Omitting Positive Homeopathic Studies

Dendrinos and other skeptics he was working with also found that the subject cut-off used to consider a homeopathic study in the Australian report — 150 subjects — excluded many homeopathic studies, including one of the most convincing studies that had 144 subjects.6 Was it a coincidence? Dendrinos felt not. The omitted study, published in the Lancet, read:7

“The hypothesis that homoeopathic potencies are placebos was tested in a randomised, double-blind, placebo-controlled trial. The study model chosen compared the effects of a homoeopathic preparation of mixed grass pollens with placebo in 144 patients with active hayfever. The homoeopathically treated patients showed a significant reduction in patient and doctor assessed symptom scores.

The significance of this response was increased when results were corrected for pollen count and the response was associated with a halving of the need for antihistamines. An initial aggravation of symptoms was noted more often in patients receiving the potency and was followed by an improvement in that group. No evidence emerged to support the idea that placebo action fully explains the clinical responses to homoeopathic drugs.”

Homeopathy Does Not Work by the Placebo Effect

There is no question that homeopathy works and cannot be dismissed or explained by the placebo effect. For example, how would the so-called placebo effect explain the results of remedies administered to animals, asks Vidal, who treats hers and others’ pets with homeopathic remedies.

“I remember one time when my cat was moaning in pain and seemed to be dying. After I gave him a homeopathic remedy, he was running around two hours later. Nor can the placebo effect explain results seen in 3- or 6-month-old infants, says a homeopath in “Just One Drop.”

We Know That Homeopathy Works, but How?

Since, after dilution and succussion, not even one molecule of the original substance remains in the remedy, what explains the action? Many in “Just One Drop” admit the actions can be mysterious. But it is believed there is a physics-based “quantum structure” explanation, in which information in the water is transferred to the pellet, say the homeopaths in the documentary.

Vidal agrees. “Allopathic thinking measures substance but in homeopathy we are not measuring substance but energy,” says Vidal, “The mechanism of action comes from the fact that water molecules take on a photographic image of the energy footprint and vibration of the substance.”

Whatever the mechanism, the effectiveness of homeopathy is confirmed daily in the work of homeopaths and the results their patients are seeing from the “like cures like” homeopathy philosophy.

About the Director


I believe in bringing quality to my readers, which is why I wanted to share some information about the creator, Laurel Chiten, from “Just One Drop.” Here is a little more about Chiten and what goes in to making these films. Thank you to Laurel for sharing with us.

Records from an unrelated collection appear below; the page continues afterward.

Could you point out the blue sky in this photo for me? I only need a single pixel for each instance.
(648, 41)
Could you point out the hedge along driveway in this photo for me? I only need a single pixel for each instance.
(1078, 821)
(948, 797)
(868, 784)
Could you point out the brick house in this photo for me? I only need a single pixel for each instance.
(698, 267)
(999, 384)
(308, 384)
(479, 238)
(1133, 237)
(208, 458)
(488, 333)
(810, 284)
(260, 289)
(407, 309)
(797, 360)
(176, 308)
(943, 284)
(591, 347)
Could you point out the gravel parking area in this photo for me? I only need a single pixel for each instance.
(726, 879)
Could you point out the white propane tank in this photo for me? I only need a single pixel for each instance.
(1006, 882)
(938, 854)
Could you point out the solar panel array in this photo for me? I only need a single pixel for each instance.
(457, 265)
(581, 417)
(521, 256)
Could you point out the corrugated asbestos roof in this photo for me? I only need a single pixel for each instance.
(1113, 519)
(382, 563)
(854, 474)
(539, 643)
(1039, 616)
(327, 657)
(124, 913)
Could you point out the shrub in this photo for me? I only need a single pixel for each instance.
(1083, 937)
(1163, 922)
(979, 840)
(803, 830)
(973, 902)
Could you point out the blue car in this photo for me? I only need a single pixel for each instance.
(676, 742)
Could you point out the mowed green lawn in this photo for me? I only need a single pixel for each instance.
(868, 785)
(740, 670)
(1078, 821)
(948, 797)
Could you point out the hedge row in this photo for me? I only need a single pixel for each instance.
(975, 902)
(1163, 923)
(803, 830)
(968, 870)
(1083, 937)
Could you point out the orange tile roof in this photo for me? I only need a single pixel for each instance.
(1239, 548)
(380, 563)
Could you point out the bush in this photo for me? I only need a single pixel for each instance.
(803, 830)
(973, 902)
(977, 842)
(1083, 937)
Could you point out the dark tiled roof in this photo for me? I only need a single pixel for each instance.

Laurel Chiten is an award-winning filmmaker who has been influencing social issues for over 30 years. Her high-profile films have screened at film festivals around the world; at universities and medical schools; won numerous awards; been nominated for a national Emmy and been broadcast on PBS’s Emmy winning national series, Independent Lens, and POV. The intention in all her work is to entertain her audiences while educating them.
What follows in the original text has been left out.